Just some random examples:
device_reg id 95 has (P1000|P1010|P3100|P3105|P3110|P3113|P5100|P5110|P5113|P5200|P5210|P6200|P6201|P6210|P6211|P6800|P6810|P7110|P7300|P7310|P7320|P7500|P7510|P7511), where at least the P could be pulled out.
device_reg 115 has (672\.0\.2|672\.0\.8|672\.1\.12|672\.1\.13|672\.1\.14|672\.1\.15) where the 672. could be pulled out first and then 1.1 in one and 0. in another sub-expression.
os 34 has three patterns registered, that could easily be combined into one
<operating_system_reg>
<order>209</order>
<os_id>34</os_id>
<regstring>/NokiaN97/si</regstring>
</operating_system_reg>
<operating_system_reg>
<order>210</order>
<os_id>34</os_id>
<regstring>/Nokia.*XpressMusic/si</regstring>
</operating_system_reg>
<operating_system_reg>
<order>211</order>
<os_id>34</os_id>
<regstring>/NokiaE66/si</regstring>
</operating_system_reg>
And generally there are lots of .*s (especially in the device category patterns), which will backtrack a lot.

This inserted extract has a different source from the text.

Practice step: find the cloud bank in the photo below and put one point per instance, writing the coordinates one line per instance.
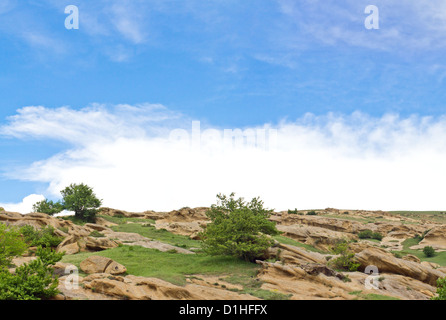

Now I am not sure if this is kind of intentional, to achieve better readability and clarity, a kind of documentary purpose (although there are some really glaring mistakes like /.*windows 95.*/si), expecting people to mostly supply their own, customized uas.xml, or whether there just hasn't been anyone interested in optimizing all those regexs. If it is the latter, I might just take a shot at it.
@besief since the free UAS database is no longer being offered it is the question where it is going anyhow. As it had a Creative Commons BY license, it might be interesting to keep it going and optimize and update the database. You might want to check your production system.
Any contributions are welcome. A Pull Request that makes existing pattern more accurate are appreciated. The latest free database can be here (caution: this file is very large and should be opened with a sophisticated editor): https://github.com/before/uadetector/blob/master/modules/uadetector-resources/src/main/resources/net/sf/uadetector/resources/uas.xml
@before Do you have tests to validate that regex changes don't result in incorrect results?
Ha ha, us too. We ran a web vuln scanner on our server, then when it had finished, long after, 100%+ cpu!. Found it was above.